AI: AGI, the Mother of all tech changes. RTZ #354

AI: AGI, the Mother of all tech changes. RTZ #354

The Bigger Picture, Sunday May 12, 2024

First of all. a VERY Happy Mother’s Day this Sunday, to the most important better half of our families everywhere. Wish you all the very best with your family celebrations.

Second, for this week’s RTZ ‘Bigger Picture’, and at this point in the AI Tech Wave, I want to address the timing debate over AGI (aka Artificial General Intelligence, Super-Intelligence, Singularity, and a range of other variations).

Since the dawn of computers over half a century ago, through all our science fiction in print and on the screen, and thus in our imagination, AGI, or a smarter than human ‘digital’ intelligence, has settled in our fears and aspirations, decades before its time. The most recent, 7th installation of Tom Cruise’s multi-billion dollar Mission Impossible franchise, with its AI Villain, being the most recent example.
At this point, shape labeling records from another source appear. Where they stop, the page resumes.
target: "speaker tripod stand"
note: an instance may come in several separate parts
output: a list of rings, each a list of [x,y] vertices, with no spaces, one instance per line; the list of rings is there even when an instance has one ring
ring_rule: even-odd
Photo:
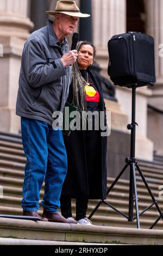
[[[122,212],[121,211],[118,210],[109,202],[106,202],[104,199],[101,199],[98,204],[97,205],[95,209],[93,210],[92,213],[89,217],[89,218],[90,220],[92,216],[95,214],[95,212],[100,206],[100,205],[103,203],[105,205],[107,205],[109,207],[110,207],[112,209],[116,211],[117,212],[120,214],[122,216],[124,217],[128,220],[128,222],[133,222],[134,220],[136,220],[137,222],[137,228],[140,228],[140,220],[139,216],[144,214],[146,211],[151,208],[153,205],[155,205],[156,210],[160,214],[160,216],[154,222],[153,224],[152,225],[150,229],[152,229],[154,225],[157,223],[160,218],[162,218],[163,220],[163,215],[161,212],[161,210],[160,207],[158,205],[157,202],[156,201],[142,173],[140,167],[139,166],[138,162],[136,161],[135,159],[135,131],[136,131],[136,125],[138,125],[135,122],[135,105],[136,105],[136,84],[133,84],[132,86],[132,121],[131,123],[128,124],[127,126],[127,129],[131,130],[131,142],[130,142],[130,157],[127,157],[126,159],[126,164],[121,171],[120,173],[115,179],[114,182],[110,186],[110,188],[107,191],[106,194],[107,196],[109,194],[110,191],[114,188],[117,182],[120,178],[121,177],[124,171],[127,169],[128,167],[130,167],[130,181],[129,181],[129,211],[128,216],[127,216],[124,213]],[[137,193],[137,186],[136,186],[136,172],[135,168],[137,170],[147,190],[148,190],[148,193],[150,195],[152,200],[152,203],[145,209],[144,209],[141,212],[139,213],[139,205],[138,205],[138,197]],[[134,218],[133,217],[133,209],[134,209],[134,202],[135,203],[135,209],[136,209],[136,217]]]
Especially with Microsoft/OpenAI just deploying an ‘Air-gapped’ Azure GPT-4 Government Top Secret cloud for the Department of Defense (DoD). Fiction and Fact, blurring at a furious pace.

And with the exponential recent changes in LLM/Generative AI of late that I’ve talked about here for almost a year now, it’s becoming more urgent to talk about it again. With LLM models and their underlying AI GPU hardware exponentially doubling 10x or more every two years, and depreciating 10x or more in costs in the same time, it’s all the more important to talk about WHEN it may be here.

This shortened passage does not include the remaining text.